The cross-fostering strategy — integrating experienced gray wolves into the dire wolf pack to model hunting behavior — is central to the rewilding timeline. James describes this as a mechanism for transferring knowledge that would otherwise require thousands of years of evolutionary pressure to develop organically.
Colossal Is Working with Indigenous Partners on Rewilding Locations
The long-term rewilding plan involves lands managed by Indigenous and Native American partners, where Colossal is pursuing a hands-off management model as the dire wolf population matures. The publicly stated target pack size at the time of the April 2025 announcement was six to eight individuals; James confirmed that building out the current pack’s social structure remains the near-term priority while that broader rewilding framework is developed.
James is simultaneously authoring rewilding plans for every extinct species on Colossal’s active roster — including the dire wolf, the woolly mammoth, and the great moa, as well as additional species not yet publicly disclosed. Each plan is the first of its kind for animals absent from ecosystems for anywhere from centuries to millennia.
Ben Lamm Envisions an Ecotourism Model, Not a Theme Park
Colossal CEO Ben Lamm has outlined a long-range vision for rewilded species that centers on ecotourism within historically native habitats, developed in partnership with local governments and Indigenous communities. Lamm specifically invokes the Yellowstone model — where bison and wolves coexist within a managed but non-transactional park environment — as the closest analogue to what Colossal is working toward for species like the thylacine.
“If we are successful with rewilding Tasmanian Tigers, or thylacines, back into the wild, I see a world where there are areas open — and where the government and Indigenous people, and others want them to be. Parks where people can go and see them in their natural habitat. Like where you can go see bison and you can go see wolves in Yellowstone, but you’re also not encroaching on them, and they’re serving their ecological function.
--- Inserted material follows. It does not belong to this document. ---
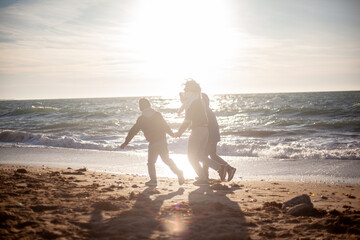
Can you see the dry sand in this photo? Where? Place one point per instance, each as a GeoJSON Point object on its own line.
{"type": "Point", "coordinates": [44, 203]}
It’s not like they’re being put in this transactional model.”
The framing is a deliberate counter to the “Pleistocene Park” narrative that has followed Colossal since its founding — the idea that the company is assembling a collection of prehistoric megafauna for spectacle rather than ecological function. Lamm’s ecotourism vision is explicitly conditional on government approval and grounded in precedents from 20th-century conservation reintegration efforts.